Oral transmission of Trypanosoma evansi infection in dogs and mice

A successful attempt has been made to transmit T. evansi orally in dogs and mice by allowing them to feed on infected meat and blood. The infection status was determined by daily examination of blood smears and clinical manifestations of trypanosomiasis.     

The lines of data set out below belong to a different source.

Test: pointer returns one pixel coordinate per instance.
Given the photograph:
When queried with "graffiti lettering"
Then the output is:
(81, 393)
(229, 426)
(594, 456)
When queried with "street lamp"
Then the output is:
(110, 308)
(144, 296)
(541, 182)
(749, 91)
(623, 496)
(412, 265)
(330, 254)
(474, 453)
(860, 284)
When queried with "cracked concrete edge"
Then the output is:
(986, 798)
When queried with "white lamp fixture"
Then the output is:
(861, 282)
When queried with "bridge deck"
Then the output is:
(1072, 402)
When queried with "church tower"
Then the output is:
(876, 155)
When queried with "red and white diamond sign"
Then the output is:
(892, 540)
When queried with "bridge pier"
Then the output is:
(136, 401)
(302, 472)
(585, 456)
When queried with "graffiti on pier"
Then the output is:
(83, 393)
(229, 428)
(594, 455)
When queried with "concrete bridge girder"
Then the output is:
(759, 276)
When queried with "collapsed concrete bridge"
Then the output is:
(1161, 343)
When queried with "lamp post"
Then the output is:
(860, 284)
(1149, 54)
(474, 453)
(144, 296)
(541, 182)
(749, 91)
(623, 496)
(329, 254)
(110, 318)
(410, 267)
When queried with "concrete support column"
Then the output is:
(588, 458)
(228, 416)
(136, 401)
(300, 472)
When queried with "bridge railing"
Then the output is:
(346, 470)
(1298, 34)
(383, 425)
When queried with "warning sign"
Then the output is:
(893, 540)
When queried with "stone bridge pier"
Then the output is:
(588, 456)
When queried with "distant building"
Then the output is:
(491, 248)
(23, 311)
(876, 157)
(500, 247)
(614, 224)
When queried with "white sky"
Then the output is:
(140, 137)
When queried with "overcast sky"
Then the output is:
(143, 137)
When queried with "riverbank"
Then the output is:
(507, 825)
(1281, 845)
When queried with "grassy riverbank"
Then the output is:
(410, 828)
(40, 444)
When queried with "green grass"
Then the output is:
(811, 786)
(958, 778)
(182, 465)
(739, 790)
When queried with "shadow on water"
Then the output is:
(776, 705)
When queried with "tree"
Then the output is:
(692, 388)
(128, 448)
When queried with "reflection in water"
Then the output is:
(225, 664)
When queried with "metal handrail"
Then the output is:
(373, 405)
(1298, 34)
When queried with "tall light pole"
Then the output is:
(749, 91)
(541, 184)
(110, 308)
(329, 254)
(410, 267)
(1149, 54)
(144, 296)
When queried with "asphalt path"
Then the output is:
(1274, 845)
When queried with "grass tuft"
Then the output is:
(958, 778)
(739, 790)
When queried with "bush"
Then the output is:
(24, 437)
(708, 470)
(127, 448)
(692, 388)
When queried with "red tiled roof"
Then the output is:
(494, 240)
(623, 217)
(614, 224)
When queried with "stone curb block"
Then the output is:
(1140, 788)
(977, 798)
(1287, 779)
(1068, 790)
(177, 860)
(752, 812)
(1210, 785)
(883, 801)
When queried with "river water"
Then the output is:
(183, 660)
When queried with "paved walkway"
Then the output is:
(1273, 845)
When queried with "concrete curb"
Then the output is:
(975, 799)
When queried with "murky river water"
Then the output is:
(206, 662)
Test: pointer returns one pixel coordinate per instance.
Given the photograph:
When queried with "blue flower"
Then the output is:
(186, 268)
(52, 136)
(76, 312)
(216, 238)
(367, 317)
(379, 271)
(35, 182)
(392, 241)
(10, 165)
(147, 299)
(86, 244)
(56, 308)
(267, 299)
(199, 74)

Characterization of Trypanosoma (Trypanozoon) evansi from dromedary camels in Kuwait by isoenzyme electrophoresis

Blood from 115 camels in Kuwait was examined for blood parasites. Two camels of a local herd (1.7%) were found to be infected with Trypanosoma (Trypanozoon) evansi and three camels (2.6%) with microfilarial nematodes. The Trypanosoma stocks isolated from these two camels were screened for isoenzyme patterns of 10 enzymes using thin-layer starch-gel electrophoresis. The results revealed that these two stocks were identical to camel stocks of T. evansi from certain countries in Africa, as well as to two stocks isolated from dogs in Kuwait. This is the first record of Trypanosoma (Trypanozoon) evansi isolates and microfilariae from camels in Kuwait.     

Trypanosoma evansi infection in bovine and buffalo calves in Indonesia.

Fifteen bovine and 11 buffalo calves born on different farms in a Trypanosoma evansi-endemic area of West Java were monitored for the presence of T. evansi and T. evansi antibody at monthly intervals until they were 12 months of age. Fifty percent of the bovine and 83% of the buffalo calves sampled in the first month of life were antibody positive. This antibody was considered to be of colostral origin. Antibody developing later in life persisted for up to 12 months and was considered to have arisen in response to T. evansi infection. No protective function could be ascribed to the colostral antibody.     

Trypanosoma evansi infection in cattle, buffaloes and horses in Indonesia

Cattle, buffaloes and horses in several areas of Indonesia were examined for evidence of infection with Trypanosoma evansi by the microhaematocrit centrifugation technique (MHCT) and an enzyme-linked immunosorbent assay (ELISA) for detection of antibodies to T. evansi. Evidence of infection was found in animals at each sampling site although differences were seen in prevalence rates between sites. Prevalence rates in buffalo were usually higher than in cattle in the same area while in horses they were much lower than in cattle or buffalo. An age-dependent prevalence rate was seen in buffalo and cattle with the highest rates seen in animals older than 2 years. These results concur with the view that T. evansi infection is widespread throughout most of the livestock-producing areas of Indonesia. The apparent lack of any obvious disease owing to T. evansi infection in the sampled animals suggests that a form of stability exists in most endemic areas which serves to ameliorate the effect of T. evansi infection and has an immunological basis linked to the parasite's limited antigenic diversity.